Re: Possible mem cgroup bug in kernels between 4.18.0 and 5.3-rc1.

From: Masoud Sharbiani <msharbiani@apple.com>
To: Michal Hocko <mhocko@kernel.org>
Cc: Greg KH <gregkh@linuxfoundation.org>,
	hannes@cmpxchg.org, vdavydov.dev@gmail.com, linux-mm@kvack.org,
	cgroups@vger.kernel.org, linux-kernel@vger.kernel.org
Subject: Re: Possible mem cgroup bug in kernels between 4.18.0 and 5.3-rc1.
Date: Fri, 02 Aug 2019 16:28:25 -0700	[thread overview]
Message-ID: <A06C5313-B021-4ADA-9897-CE260A9011CC@apple.com> (raw)
In-Reply-To: <20190802191430.GO6461@dhcp22.suse.cz>

[-- Attachment #1.1: Type: text/plain, Size: 2981 bytes --]

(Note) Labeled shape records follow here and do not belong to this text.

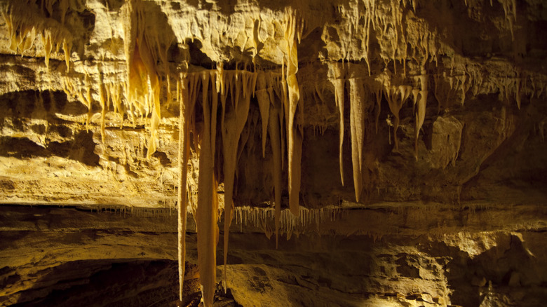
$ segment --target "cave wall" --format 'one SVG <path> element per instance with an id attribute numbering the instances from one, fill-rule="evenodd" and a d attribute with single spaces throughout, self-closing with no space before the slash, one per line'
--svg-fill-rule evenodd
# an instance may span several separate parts
<path id="1" fill-rule="evenodd" d="M 541 306 L 547 6 L 293 2 L 0 4 L 1 306 L 176 291 L 181 164 L 189 306 L 204 166 L 215 304 Z"/>

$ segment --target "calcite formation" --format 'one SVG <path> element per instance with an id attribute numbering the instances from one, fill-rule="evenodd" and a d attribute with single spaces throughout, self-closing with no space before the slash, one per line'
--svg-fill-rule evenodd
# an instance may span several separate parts
<path id="1" fill-rule="evenodd" d="M 277 247 L 343 210 L 545 203 L 541 1 L 8 0 L 0 12 L 0 202 L 176 209 L 181 301 L 187 212 L 209 306 L 221 216 L 226 292 L 248 270 L 228 266 L 234 218 Z M 431 303 L 450 304 L 442 287 Z"/>

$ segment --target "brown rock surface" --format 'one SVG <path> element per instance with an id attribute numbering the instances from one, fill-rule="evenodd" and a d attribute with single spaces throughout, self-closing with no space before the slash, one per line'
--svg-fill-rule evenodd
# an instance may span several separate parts
<path id="1" fill-rule="evenodd" d="M 235 170 L 230 291 L 210 287 L 215 306 L 547 299 L 543 1 L 7 0 L 0 13 L 0 306 L 175 306 L 184 97 L 184 303 L 201 295 L 201 165 L 220 217 Z M 229 117 L 245 102 L 244 121 Z"/>

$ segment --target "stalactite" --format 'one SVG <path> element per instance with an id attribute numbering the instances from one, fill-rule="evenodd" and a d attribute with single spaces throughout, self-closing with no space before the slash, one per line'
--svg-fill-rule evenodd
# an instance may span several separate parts
<path id="1" fill-rule="evenodd" d="M 340 179 L 342 186 L 344 185 L 344 157 L 342 145 L 344 144 L 344 97 L 345 88 L 345 71 L 341 63 L 335 62 L 329 64 L 330 74 L 329 79 L 332 86 L 335 87 L 335 102 L 338 107 L 339 114 L 339 145 L 338 145 L 338 159 L 340 168 Z"/>
<path id="2" fill-rule="evenodd" d="M 266 137 L 268 131 L 268 121 L 270 112 L 270 95 L 266 85 L 266 77 L 264 72 L 260 72 L 257 76 L 257 101 L 260 111 L 260 117 L 262 123 L 262 158 L 266 152 Z"/>
<path id="3" fill-rule="evenodd" d="M 425 67 L 421 69 L 421 74 L 419 76 L 420 86 L 421 90 L 419 92 L 419 100 L 417 100 L 417 109 L 416 110 L 416 126 L 414 137 L 414 158 L 418 161 L 418 137 L 420 133 L 420 129 L 424 125 L 424 121 L 426 118 L 426 107 L 427 106 L 427 95 L 428 90 L 428 80 L 427 71 Z M 414 93 L 414 92 L 413 92 Z M 464 95 L 465 96 L 465 94 Z"/>
<path id="4" fill-rule="evenodd" d="M 165 48 L 168 45 L 161 46 L 157 38 L 160 30 L 147 26 L 145 13 L 140 0 L 128 2 L 123 6 L 123 45 L 128 74 L 126 97 L 130 109 L 140 116 L 151 114 L 147 153 L 150 158 L 156 151 L 157 129 L 161 118 L 161 84 L 156 63 L 159 62 L 167 67 Z M 168 73 L 165 72 L 168 79 Z"/>
<path id="5" fill-rule="evenodd" d="M 188 175 L 188 160 L 189 158 L 190 114 L 194 105 L 188 95 L 188 79 L 186 74 L 181 74 L 177 82 L 177 97 L 179 101 L 179 146 L 178 146 L 178 190 L 177 225 L 178 225 L 178 267 L 179 267 L 179 299 L 182 301 L 186 263 L 186 212 L 187 212 L 187 178 Z"/>
<path id="6" fill-rule="evenodd" d="M 270 118 L 269 121 L 269 130 L 270 135 L 270 142 L 271 142 L 271 149 L 273 151 L 273 167 L 272 172 L 274 174 L 274 189 L 275 193 L 275 231 L 276 231 L 276 248 L 278 247 L 279 243 L 279 227 L 281 219 L 281 138 L 279 132 L 280 126 L 278 114 L 281 113 L 281 104 L 278 102 L 271 100 L 272 108 L 270 111 Z"/>
<path id="7" fill-rule="evenodd" d="M 201 292 L 205 307 L 212 306 L 216 287 L 216 246 L 218 241 L 218 200 L 217 183 L 214 175 L 214 148 L 216 113 L 214 100 L 208 95 L 210 86 L 208 71 L 201 74 L 203 108 L 203 130 L 201 134 L 199 155 L 199 181 L 198 182 L 198 207 L 196 212 L 198 233 L 198 265 Z M 214 94 L 213 94 L 214 95 Z"/>
<path id="8" fill-rule="evenodd" d="M 234 74 L 234 75 L 237 73 Z M 228 238 L 230 225 L 234 214 L 234 177 L 237 166 L 238 144 L 243 128 L 247 123 L 250 104 L 252 87 L 254 86 L 257 74 L 245 73 L 250 78 L 240 76 L 236 80 L 235 89 L 231 91 L 243 92 L 242 95 L 236 95 L 238 100 L 231 100 L 227 103 L 227 91 L 222 95 L 222 115 L 221 118 L 221 131 L 222 135 L 222 151 L 224 154 L 224 291 L 227 288 L 226 266 L 228 258 Z M 234 76 L 235 77 L 235 76 Z M 244 82 L 246 81 L 246 82 Z"/>
<path id="9" fill-rule="evenodd" d="M 55 1 L 48 1 L 45 9 L 52 15 L 52 6 Z M 72 48 L 72 34 L 65 27 L 65 17 L 69 8 L 74 9 L 76 4 L 69 0 L 59 0 L 61 8 L 60 20 L 46 17 L 46 12 L 41 10 L 36 0 L 12 1 L 0 9 L 8 26 L 10 35 L 9 48 L 20 52 L 22 55 L 32 48 L 36 38 L 41 39 L 43 46 L 43 57 L 46 66 L 49 67 L 49 59 L 53 50 L 58 52 L 62 46 L 67 71 L 70 66 L 70 52 Z"/>
<path id="10" fill-rule="evenodd" d="M 302 23 L 295 16 L 294 12 L 288 12 L 285 20 L 286 83 L 288 99 L 285 100 L 285 114 L 287 123 L 287 149 L 289 174 L 289 207 L 297 215 L 300 194 L 300 163 L 302 151 L 303 132 L 301 121 L 295 121 L 297 109 L 301 104 L 300 90 L 296 74 L 298 71 L 297 39 L 302 34 Z M 302 107 L 300 107 L 302 111 Z M 297 127 L 298 125 L 298 127 Z"/>

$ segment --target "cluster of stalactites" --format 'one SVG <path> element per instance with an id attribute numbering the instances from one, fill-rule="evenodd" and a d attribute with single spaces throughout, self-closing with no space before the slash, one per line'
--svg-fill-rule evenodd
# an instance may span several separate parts
<path id="1" fill-rule="evenodd" d="M 58 6 L 58 20 L 53 18 L 53 6 Z M 18 0 L 8 1 L 0 8 L 9 32 L 9 48 L 15 53 L 25 53 L 34 46 L 40 39 L 43 48 L 46 66 L 49 59 L 61 47 L 65 52 L 67 71 L 69 71 L 72 35 L 65 27 L 65 16 L 70 11 L 79 8 L 69 0 Z M 50 17 L 47 17 L 49 15 Z"/>
<path id="2" fill-rule="evenodd" d="M 289 69 L 292 69 L 290 74 L 288 73 Z M 183 157 L 181 163 L 184 170 L 187 170 L 184 159 L 187 160 L 188 154 L 184 153 L 187 153 L 189 144 L 194 143 L 190 147 L 198 151 L 197 203 L 195 204 L 196 207 L 193 211 L 196 212 L 198 261 L 201 268 L 201 276 L 203 276 L 201 278 L 205 301 L 212 301 L 215 289 L 215 250 L 218 239 L 218 229 L 216 226 L 218 200 L 215 196 L 217 188 L 215 174 L 222 171 L 224 182 L 224 238 L 226 261 L 228 233 L 234 210 L 234 177 L 239 156 L 248 137 L 248 135 L 244 137 L 246 134 L 243 132 L 245 127 L 248 126 L 248 116 L 252 97 L 256 97 L 262 121 L 263 155 L 266 150 L 266 139 L 268 135 L 271 144 L 273 159 L 270 167 L 274 178 L 276 232 L 278 233 L 281 217 L 281 175 L 285 148 L 284 137 L 286 137 L 288 163 L 291 161 L 291 148 L 297 147 L 296 151 L 299 151 L 299 154 L 302 152 L 302 131 L 299 135 L 297 135 L 300 137 L 298 140 L 299 144 L 296 146 L 291 145 L 290 140 L 290 129 L 297 129 L 299 125 L 302 125 L 301 117 L 295 116 L 294 114 L 297 113 L 297 110 L 293 109 L 293 114 L 291 114 L 289 109 L 292 106 L 292 104 L 296 104 L 296 107 L 302 104 L 298 92 L 295 93 L 292 91 L 296 91 L 295 90 L 289 89 L 290 86 L 298 88 L 295 74 L 294 67 L 290 68 L 288 66 L 287 70 L 283 69 L 281 72 L 226 71 L 220 63 L 217 64 L 217 69 L 187 72 L 177 79 L 177 97 L 184 102 L 181 103 L 181 112 L 183 113 L 181 113 L 182 119 L 180 122 L 183 125 L 181 129 L 185 131 L 181 137 L 185 142 L 181 145 L 181 156 Z M 290 98 L 288 97 L 290 93 L 295 97 Z M 203 118 L 196 118 L 195 109 L 198 106 L 201 106 L 203 110 L 199 113 L 203 114 Z M 297 118 L 291 121 L 289 117 L 291 116 Z M 203 126 L 200 125 L 199 130 L 196 128 L 196 121 L 203 123 Z M 289 124 L 290 122 L 294 125 Z M 218 130 L 220 130 L 220 134 L 217 132 Z M 190 135 L 194 136 L 193 139 L 189 138 Z M 216 140 L 217 135 L 221 136 L 222 142 Z M 293 134 L 293 137 L 294 135 Z M 217 145 L 221 144 L 222 147 L 219 149 Z M 222 153 L 222 155 L 217 154 L 217 152 Z M 289 164 L 289 169 L 292 166 L 294 172 L 298 172 L 299 179 L 299 154 L 297 154 L 297 159 L 292 157 L 292 165 Z M 222 170 L 218 170 L 221 165 L 217 163 L 215 160 L 220 156 L 223 158 Z M 184 156 L 186 158 L 184 158 Z M 289 190 L 292 193 L 297 191 L 297 199 L 299 180 L 296 182 L 295 180 L 291 182 L 290 177 L 289 182 L 292 184 L 292 189 L 290 186 Z M 298 186 L 296 186 L 297 184 Z M 185 189 L 189 188 L 185 183 L 181 184 L 184 184 Z M 188 191 L 187 193 L 190 195 L 193 192 Z M 181 197 L 185 203 L 188 198 L 185 196 Z M 182 207 L 186 207 L 183 205 Z M 300 211 L 298 208 L 297 210 L 297 215 Z M 295 214 L 294 210 L 291 210 L 291 212 Z"/>
<path id="3" fill-rule="evenodd" d="M 393 116 L 394 149 L 398 150 L 397 130 L 400 123 L 399 112 L 404 103 L 412 97 L 416 117 L 415 155 L 417 158 L 418 135 L 425 118 L 425 110 L 428 93 L 428 78 L 425 68 L 417 76 L 417 82 L 407 83 L 401 76 L 394 75 L 388 70 L 368 76 L 362 65 L 353 63 L 329 62 L 328 78 L 335 88 L 335 99 L 339 114 L 339 159 L 340 177 L 344 184 L 342 145 L 344 133 L 344 100 L 349 99 L 350 134 L 351 158 L 353 170 L 353 185 L 356 201 L 360 201 L 363 182 L 363 148 L 367 118 L 374 110 L 376 132 L 378 132 L 382 96 L 386 98 Z M 414 84 L 415 83 L 415 84 Z M 391 139 L 391 137 L 389 137 Z M 390 141 L 391 142 L 391 141 Z"/>
<path id="4" fill-rule="evenodd" d="M 158 71 L 166 76 L 167 100 L 170 100 L 170 79 L 167 52 L 170 42 L 160 41 L 161 29 L 146 22 L 146 7 L 140 0 L 127 2 L 122 7 L 123 48 L 127 67 L 126 97 L 129 114 L 151 114 L 150 141 L 147 156 L 156 151 L 159 125 L 162 82 Z M 165 42 L 163 42 L 165 43 Z M 158 64 L 159 63 L 159 64 Z M 161 67 L 161 68 L 160 68 Z"/>

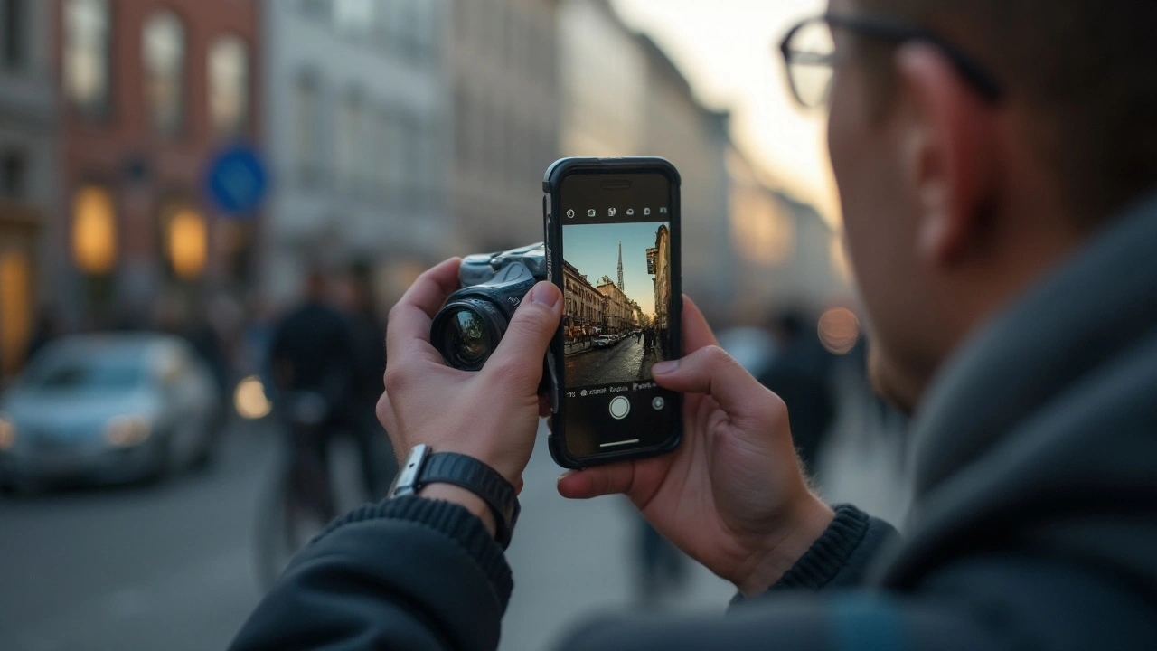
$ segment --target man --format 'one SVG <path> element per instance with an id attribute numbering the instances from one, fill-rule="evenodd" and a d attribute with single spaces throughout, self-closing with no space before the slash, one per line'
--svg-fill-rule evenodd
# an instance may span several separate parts
<path id="1" fill-rule="evenodd" d="M 824 22 L 834 51 L 784 52 L 808 68 L 801 100 L 834 68 L 830 153 L 871 375 L 915 411 L 906 540 L 808 491 L 782 403 L 685 300 L 686 357 L 655 366 L 687 395 L 680 448 L 558 488 L 625 492 L 745 599 L 730 616 L 596 622 L 562 648 L 1151 649 L 1157 3 L 833 0 Z M 486 367 L 452 373 L 425 337 L 456 269 L 395 308 L 378 411 L 399 449 L 466 454 L 521 487 L 561 297 L 535 287 Z M 437 483 L 355 512 L 236 648 L 494 649 L 511 587 L 494 526 Z"/>
<path id="2" fill-rule="evenodd" d="M 294 490 L 324 485 L 324 495 L 305 493 L 301 502 L 312 505 L 322 521 L 337 513 L 330 482 L 330 441 L 342 427 L 339 408 L 347 404 L 354 386 L 354 345 L 345 319 L 330 305 L 330 284 L 320 269 L 305 278 L 305 300 L 274 327 L 270 344 L 270 372 L 277 389 L 273 402 L 287 416 L 320 397 L 323 414 L 309 426 L 289 426 L 289 449 L 294 467 Z M 288 416 L 290 422 L 295 416 Z"/>

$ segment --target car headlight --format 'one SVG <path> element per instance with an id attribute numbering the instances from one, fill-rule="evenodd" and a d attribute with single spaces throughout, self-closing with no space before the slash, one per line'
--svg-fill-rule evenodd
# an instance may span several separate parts
<path id="1" fill-rule="evenodd" d="M 140 445 L 153 433 L 148 419 L 139 415 L 115 416 L 104 426 L 104 440 L 116 447 Z"/>
<path id="2" fill-rule="evenodd" d="M 0 415 L 0 452 L 16 445 L 16 424 L 7 415 Z"/>

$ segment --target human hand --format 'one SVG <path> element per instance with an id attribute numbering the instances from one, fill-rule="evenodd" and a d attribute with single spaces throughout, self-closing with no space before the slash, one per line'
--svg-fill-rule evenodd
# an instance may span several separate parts
<path id="1" fill-rule="evenodd" d="M 677 547 L 747 595 L 786 572 L 831 524 L 796 458 L 783 401 L 718 348 L 690 298 L 684 351 L 656 364 L 655 381 L 684 392 L 683 442 L 673 453 L 567 473 L 563 497 L 625 493 Z"/>
<path id="2" fill-rule="evenodd" d="M 400 458 L 419 444 L 466 454 L 521 489 L 538 430 L 543 358 L 562 316 L 562 295 L 551 283 L 535 285 L 482 370 L 451 368 L 430 345 L 429 332 L 434 315 L 458 290 L 459 263 L 448 259 L 422 273 L 390 310 L 377 416 Z M 429 495 L 460 492 L 441 487 Z"/>

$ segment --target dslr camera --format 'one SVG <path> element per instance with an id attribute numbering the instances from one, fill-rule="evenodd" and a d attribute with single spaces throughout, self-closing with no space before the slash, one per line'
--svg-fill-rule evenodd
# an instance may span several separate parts
<path id="1" fill-rule="evenodd" d="M 546 280 L 546 271 L 541 242 L 466 256 L 458 269 L 462 288 L 450 294 L 430 324 L 430 342 L 445 363 L 463 371 L 480 370 L 526 292 Z"/>

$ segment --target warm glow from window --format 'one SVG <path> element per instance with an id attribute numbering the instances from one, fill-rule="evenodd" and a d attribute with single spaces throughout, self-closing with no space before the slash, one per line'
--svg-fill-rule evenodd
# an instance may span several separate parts
<path id="1" fill-rule="evenodd" d="M 196 278 L 205 270 L 208 233 L 202 218 L 192 209 L 180 209 L 169 219 L 169 262 L 182 278 Z"/>
<path id="2" fill-rule="evenodd" d="M 834 307 L 819 317 L 819 342 L 832 354 L 848 354 L 860 341 L 860 320 L 846 307 Z"/>
<path id="3" fill-rule="evenodd" d="M 112 195 L 81 188 L 73 198 L 73 259 L 86 273 L 108 273 L 117 263 L 117 220 Z"/>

> On Aug 2, 2019, at 12:14 PM, Michal Hocko <mhocko@kernel.org> wrote:
> 
> On Fri 02-08-19 11:00:55, Masoud Sharbiani wrote:
>> 
>> 
>>> On Aug 2, 2019, at 7:41 AM, Michal Hocko <mhocko@kernel.org> wrote:
>>> 
>>> On Fri 02-08-19 07:18:17, Masoud Sharbiani wrote:
>>>> 
>>>> 
>>>>> On Aug 2, 2019, at 12:40 AM, Michal Hocko <mhocko@kernel.org> wrote:
>>>>> 
>>>>> On Thu 01-08-19 11:04:14, Masoud Sharbiani wrote:
>>>>>> Hey folks,
>>>>>> I’ve come across an issue that affects most of 4.19, 4.20 and 5.2 linux-stable kernels that has only been fixed in 5.3-rc1.
>>>>>> It was introduced by
>>>>>> 
>>>>>> 29ef680 memcg, oom: move out_of_memory back to the charge path 
>>>>> 
>>>>> This commit shouldn't really change the OOM behavior for your particular
>>>>> test case. It would have changed MAP_POPULATE behavior but your usage is
>>>>> triggering the standard page fault path. The only difference with
>>>>> 29ef680 is that the OOM killer is invoked during the charge path rather
>>>>> than on the way out of the page fault.
>>>>> 
>>>>> Anyway, I tried to run your test case in a loop and leaker always ends
>>>>> up being killed as expected with 5.2. See the below oom report. There
>>>>> must be something else going on. How much swap do you have on your
>>>>> system?
>>>> 
>>>> I do not have swap defined. 
>>> 
>>> OK, I have retested with swap disabled and again everything seems to be
>>> working as expected. The oom happens earlier because I do not have to
>>> wait for the swap to get full.
>>> 
>> 
>> In my tests (with the script provided), it only loops 11 iterations before hanging, and uttering the soft lockup message.
>> 
>> 
>>> Which fs do you use to write the file that you mmap?
>> 
>> /dev/sda3 on / type xfs (rw,relatime,seclabel,attr2,inode64,logbufs=8,logbsize=32k,noquota)
>> 
>> Part of the soft lockup path actually specifies that it is going through __xfs_filemap_fault():
> 
> Right, I have just missed that.
> 
> [...]
> 
>> If I switch the backing file to a ext4 filesystem (separate hard drive), it OOMs.
>> 
>> 
>> If I switch the file used to /dev/zero, it OOMs: 
>> …
>> Todal sum was 0. Loop count is 11
>> Buffer is @ 0x7f2b66c00000
>> ./test-script-devzero.sh: line 16:  3561 Killed                  ./leaker -p 10240 -c 100000
>> 
>> 
>>> Or could you try to
>>> simplify your test even further? E.g. does everything work as expected
>>> when doing anonymous mmap rather than file backed one?
>> 
>> It also OOMs with MAP_ANON. 
>> 
>> Hope that helps.
> 
> It helps to focus more on the xfs reclaim path. Just to be sure, is
> there any difference if you use cgroup v2? I do not expect to be but
> just to be sure there are no v1 artifacts.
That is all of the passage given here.